What have we done here?

The constructor simply returns an object that has the methods we want to expose. The data is encapsulated inside the constructor function, which also contains all the functions (private and public) that have privileged access to these.

Then we’re dropping the using of “new” notation on the class clients (which could cause a lot of problems on the previous model if module clients omitted it).

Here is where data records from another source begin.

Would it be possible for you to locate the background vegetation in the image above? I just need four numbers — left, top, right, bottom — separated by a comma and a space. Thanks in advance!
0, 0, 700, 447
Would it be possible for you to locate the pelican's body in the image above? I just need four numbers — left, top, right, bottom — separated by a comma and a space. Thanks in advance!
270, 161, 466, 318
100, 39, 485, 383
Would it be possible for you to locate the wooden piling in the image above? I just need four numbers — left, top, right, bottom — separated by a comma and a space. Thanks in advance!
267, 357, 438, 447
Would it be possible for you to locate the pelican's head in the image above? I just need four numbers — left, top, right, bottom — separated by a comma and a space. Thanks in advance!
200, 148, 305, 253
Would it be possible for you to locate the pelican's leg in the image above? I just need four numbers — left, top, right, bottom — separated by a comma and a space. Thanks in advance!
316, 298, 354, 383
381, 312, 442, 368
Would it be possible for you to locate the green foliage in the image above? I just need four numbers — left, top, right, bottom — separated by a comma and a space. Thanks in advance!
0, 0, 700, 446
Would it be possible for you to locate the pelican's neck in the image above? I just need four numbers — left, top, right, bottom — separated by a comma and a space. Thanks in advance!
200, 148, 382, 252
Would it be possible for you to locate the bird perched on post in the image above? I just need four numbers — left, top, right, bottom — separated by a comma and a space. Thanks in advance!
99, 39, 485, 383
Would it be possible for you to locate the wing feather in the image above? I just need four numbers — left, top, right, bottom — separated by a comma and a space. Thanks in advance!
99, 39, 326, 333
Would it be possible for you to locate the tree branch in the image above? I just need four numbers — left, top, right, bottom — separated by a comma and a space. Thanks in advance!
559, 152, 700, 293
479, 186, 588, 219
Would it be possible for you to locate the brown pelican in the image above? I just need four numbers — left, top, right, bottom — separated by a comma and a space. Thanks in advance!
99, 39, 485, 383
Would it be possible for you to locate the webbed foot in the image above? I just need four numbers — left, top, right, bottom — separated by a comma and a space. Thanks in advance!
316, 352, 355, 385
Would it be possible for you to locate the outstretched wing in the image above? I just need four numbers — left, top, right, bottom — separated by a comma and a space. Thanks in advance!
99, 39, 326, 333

This pattern also allows for object methods (private or public) to call each other with no restraints, since we are not relying on the leaky this object.

What about inheritance?

A useful way of declaring that a class (or pseudo-class, if you will) inherits from another one is having the constructor prototype pointing to an object that it “inherits” behavior from. Node (and almost all the Javascript frameworks) has convenience function for doing this in util.inherit().

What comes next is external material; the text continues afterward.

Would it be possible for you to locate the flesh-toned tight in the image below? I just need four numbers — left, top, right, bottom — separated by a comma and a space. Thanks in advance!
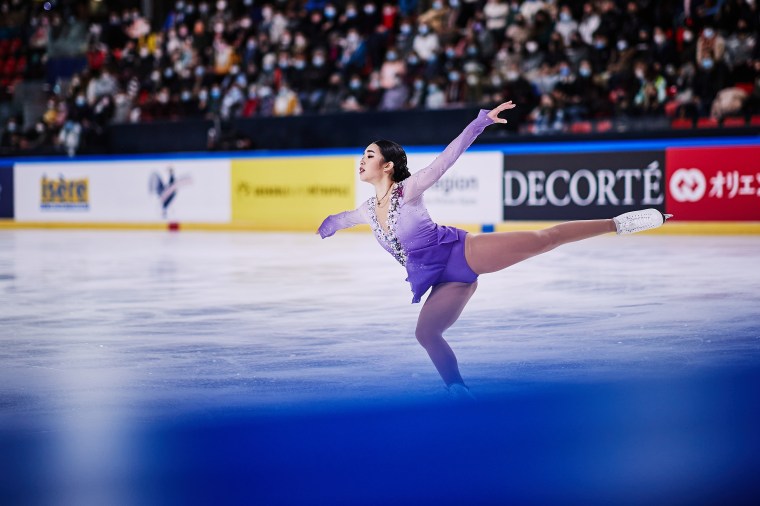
415, 220, 615, 385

For instance, say you want our Rectangle class (as in our first incarnation) inheriting from the Node EventEmitter class:

var inherit = require('util').inherit
  , EventEmitter = require('events').EventEmitter;

function Rectangle(x, y, width, height) {
  this.x = x;
  this.y = y;
  this.width = width;
  this.height = height;
}

inherit(Rectangle, EventEmitter);

Rectangle.prototype.area = function() {
  return this.width * this.height;
};

module.exports = Rectangle;

Convenient, heh? (You must be careful to call inherit before setting the prototype properties, or else they will be nuked). How can we then implement inheritance if we’re not using the tradicional Javascript constructor functions?

Here is a way:

var EventEmitter = require('events').EventEmitter;

function Rectangle(x, y, width, height) {
  var that;

  function area() {
    return width * height;
  };

  function coalesce() {
    if (! x) { x = 0; }
    if (! y) { y = 0; }
    if (! width) { width = 0; }
    if (! height) { height = 0; }
  }

  coalesce();

  that = {
    area: area
  };

  that.__proto__ = EventEmitter.prototype;

  return that;
}

module.exports = Rectangle;

So, we’re using the __proto__ object, which is reserved in Javascript for the actual prototype object. So if you call any EventEmitter-specific methods like on() and emit(), the runtime will look into the rectangle object, and if not found, will search inside the prototype chain.

Mind you that the __proto__ object is not entirely portable to all Javascript platforms and browsers, but there are ways around that.